Scénaristes, un conflit en trois points
À défaut d’une rémunération proportionnelle (soit un revenu calculé sur la base des recettes générées par la diffusion), les plateformes de streaming rémunèrent les scénaristes par “droits résiduels” fixes. Les scénaristes doivent se contenter d’une prime de rediffusion dont le montant fixe n’est pas à la hauteur du succès mondial de certaines productions (comme Bridgerton et Stranger Things).
D’autre part, le succès des sites de streaming ajoute une pression supplémentaire pour les producteurs : face à la perte de profits au cinéma (en raison de la pandémie et de la grande accessibilité des plateformes en ligne), les investisseurs encouragent les producteurs à faire plus de bénéfices en rognant sur les dépenses. Dès lors, c’est toute une filière qui en souffre, avec en première ligne les scénaristes dont le taux et le temps d’embauche, d’ores-et-déjà faibles, continuent de baisser. La WGA (Writers Guild of America) n’hésite pas à dénoncer cette démarche comme une tendance à la gig economy (« économie du petit boulot ») qui ferait vite basculer les scénaristes dans le monde de la freelance.

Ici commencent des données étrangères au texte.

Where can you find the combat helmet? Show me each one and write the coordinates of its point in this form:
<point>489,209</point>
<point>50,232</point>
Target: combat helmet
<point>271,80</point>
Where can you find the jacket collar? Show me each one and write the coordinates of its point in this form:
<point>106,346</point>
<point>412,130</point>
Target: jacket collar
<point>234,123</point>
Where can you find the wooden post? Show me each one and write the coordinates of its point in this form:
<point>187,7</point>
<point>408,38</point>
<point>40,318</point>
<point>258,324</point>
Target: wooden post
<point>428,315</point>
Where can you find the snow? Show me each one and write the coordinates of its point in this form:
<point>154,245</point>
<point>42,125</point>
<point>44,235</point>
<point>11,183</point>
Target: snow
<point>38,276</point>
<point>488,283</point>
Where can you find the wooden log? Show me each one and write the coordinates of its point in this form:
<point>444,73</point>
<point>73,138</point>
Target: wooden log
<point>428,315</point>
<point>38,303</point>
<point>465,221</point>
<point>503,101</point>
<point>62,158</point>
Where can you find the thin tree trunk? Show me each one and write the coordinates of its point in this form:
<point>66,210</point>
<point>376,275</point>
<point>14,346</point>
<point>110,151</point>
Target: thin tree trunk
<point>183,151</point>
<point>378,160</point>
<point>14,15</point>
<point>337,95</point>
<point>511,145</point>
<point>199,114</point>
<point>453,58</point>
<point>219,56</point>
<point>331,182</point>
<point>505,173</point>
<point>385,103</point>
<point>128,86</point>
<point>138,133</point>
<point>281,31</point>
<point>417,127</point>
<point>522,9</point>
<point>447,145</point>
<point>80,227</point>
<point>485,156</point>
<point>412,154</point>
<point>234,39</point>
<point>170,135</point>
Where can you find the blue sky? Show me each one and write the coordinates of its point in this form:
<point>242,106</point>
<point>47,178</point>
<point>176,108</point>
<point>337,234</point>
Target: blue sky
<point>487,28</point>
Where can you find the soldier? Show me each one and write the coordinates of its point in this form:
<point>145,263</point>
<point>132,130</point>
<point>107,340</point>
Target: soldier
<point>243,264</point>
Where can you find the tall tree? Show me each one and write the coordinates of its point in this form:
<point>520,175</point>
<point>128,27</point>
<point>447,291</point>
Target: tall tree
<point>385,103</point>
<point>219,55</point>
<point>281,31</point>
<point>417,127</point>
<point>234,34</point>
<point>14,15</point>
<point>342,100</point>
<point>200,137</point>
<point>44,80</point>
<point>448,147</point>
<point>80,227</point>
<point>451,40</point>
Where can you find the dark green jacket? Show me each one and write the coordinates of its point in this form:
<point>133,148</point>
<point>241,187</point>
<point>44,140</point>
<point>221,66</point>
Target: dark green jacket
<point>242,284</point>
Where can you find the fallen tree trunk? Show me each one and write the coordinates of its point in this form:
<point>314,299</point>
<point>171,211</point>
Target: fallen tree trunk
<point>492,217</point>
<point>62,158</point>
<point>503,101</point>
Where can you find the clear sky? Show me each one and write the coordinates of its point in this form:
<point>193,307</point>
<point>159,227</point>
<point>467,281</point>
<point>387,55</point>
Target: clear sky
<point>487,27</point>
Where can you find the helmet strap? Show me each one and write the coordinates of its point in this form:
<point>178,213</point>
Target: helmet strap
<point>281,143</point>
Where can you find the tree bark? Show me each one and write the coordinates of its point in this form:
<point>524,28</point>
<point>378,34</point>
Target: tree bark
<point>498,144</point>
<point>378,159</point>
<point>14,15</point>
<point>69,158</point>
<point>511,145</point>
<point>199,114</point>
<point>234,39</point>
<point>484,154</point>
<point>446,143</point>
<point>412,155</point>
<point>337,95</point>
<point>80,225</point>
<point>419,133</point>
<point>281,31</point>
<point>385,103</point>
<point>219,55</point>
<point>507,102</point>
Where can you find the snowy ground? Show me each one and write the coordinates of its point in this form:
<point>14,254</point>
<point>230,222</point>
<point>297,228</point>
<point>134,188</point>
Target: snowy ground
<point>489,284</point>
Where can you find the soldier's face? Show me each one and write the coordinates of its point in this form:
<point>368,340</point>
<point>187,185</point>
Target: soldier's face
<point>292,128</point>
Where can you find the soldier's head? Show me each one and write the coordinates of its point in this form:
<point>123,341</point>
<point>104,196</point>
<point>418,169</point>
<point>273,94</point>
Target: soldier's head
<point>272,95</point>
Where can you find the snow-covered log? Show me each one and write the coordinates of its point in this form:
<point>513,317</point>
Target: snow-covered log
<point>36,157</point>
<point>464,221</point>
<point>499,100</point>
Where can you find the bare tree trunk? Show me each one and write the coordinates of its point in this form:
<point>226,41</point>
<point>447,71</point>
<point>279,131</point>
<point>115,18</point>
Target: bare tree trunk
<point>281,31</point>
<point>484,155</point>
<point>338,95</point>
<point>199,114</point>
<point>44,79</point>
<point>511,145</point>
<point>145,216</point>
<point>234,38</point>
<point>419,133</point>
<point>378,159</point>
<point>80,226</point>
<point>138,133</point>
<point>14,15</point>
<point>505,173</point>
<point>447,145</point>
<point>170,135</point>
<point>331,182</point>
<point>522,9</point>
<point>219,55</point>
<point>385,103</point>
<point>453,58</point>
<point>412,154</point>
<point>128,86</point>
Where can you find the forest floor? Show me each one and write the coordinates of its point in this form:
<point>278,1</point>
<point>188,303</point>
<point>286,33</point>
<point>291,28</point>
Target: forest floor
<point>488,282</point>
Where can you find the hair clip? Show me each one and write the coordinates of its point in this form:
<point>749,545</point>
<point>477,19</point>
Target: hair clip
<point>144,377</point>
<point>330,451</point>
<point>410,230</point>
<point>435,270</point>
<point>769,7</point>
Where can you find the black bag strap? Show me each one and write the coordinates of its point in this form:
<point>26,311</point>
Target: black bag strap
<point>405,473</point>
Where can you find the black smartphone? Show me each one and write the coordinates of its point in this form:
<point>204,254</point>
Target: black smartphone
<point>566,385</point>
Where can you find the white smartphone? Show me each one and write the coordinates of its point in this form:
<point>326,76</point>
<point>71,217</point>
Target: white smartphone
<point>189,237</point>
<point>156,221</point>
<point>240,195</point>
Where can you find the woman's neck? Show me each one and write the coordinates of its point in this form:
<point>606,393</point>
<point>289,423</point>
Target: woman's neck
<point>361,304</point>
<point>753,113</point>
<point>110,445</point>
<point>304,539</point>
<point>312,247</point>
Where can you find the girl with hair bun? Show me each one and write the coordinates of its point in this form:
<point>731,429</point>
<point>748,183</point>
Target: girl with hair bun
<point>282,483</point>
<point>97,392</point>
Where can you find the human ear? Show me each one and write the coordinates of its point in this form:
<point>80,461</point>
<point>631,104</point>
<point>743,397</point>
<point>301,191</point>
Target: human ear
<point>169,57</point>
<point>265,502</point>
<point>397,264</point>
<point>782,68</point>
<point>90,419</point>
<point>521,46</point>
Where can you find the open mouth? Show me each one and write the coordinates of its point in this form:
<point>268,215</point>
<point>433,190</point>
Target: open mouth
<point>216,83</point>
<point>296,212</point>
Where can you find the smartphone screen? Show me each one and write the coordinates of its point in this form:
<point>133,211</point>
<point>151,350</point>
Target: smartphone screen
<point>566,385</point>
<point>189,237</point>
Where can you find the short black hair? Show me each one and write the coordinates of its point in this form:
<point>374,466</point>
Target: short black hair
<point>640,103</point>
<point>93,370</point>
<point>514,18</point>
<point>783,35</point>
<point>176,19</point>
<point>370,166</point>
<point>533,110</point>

Face à ces revendications, les studios tentent un démenti : la forte demande en scénarios implique une hausse de l’embauche qui se traduit par une explosion de l’argent consacré à la rémunération des scénaristes. Ainsi, 491 millions de dollars leur auraient été versés en 2021 contre 333 millions en 2010. Quant aux plateformes dénoncées, celles-ci se défendent et disent peiner à atteindre le seuil de rentabilité. Elles seraient alors contraintes de mesurer les dépenses, et ce, aux dépens de la profession.
Une grève inédite qui débouche sur de nouvelles négociations
Dès leur entrée en grève, les scénaristes hollywoodiens ont mis l’ensemble des célèbres late-night-shows sur pause. De la même manière, de nombreuses grosses productions de films et séries (entre autres le deuxième volume de Dune et la seconde partie de Mission Impossible 7) se sont vues retardées de plusieurs mois, soit une perte de plusieurs millions de dollars pour les producteurs : d’où la nécessité d’en finir, et vite.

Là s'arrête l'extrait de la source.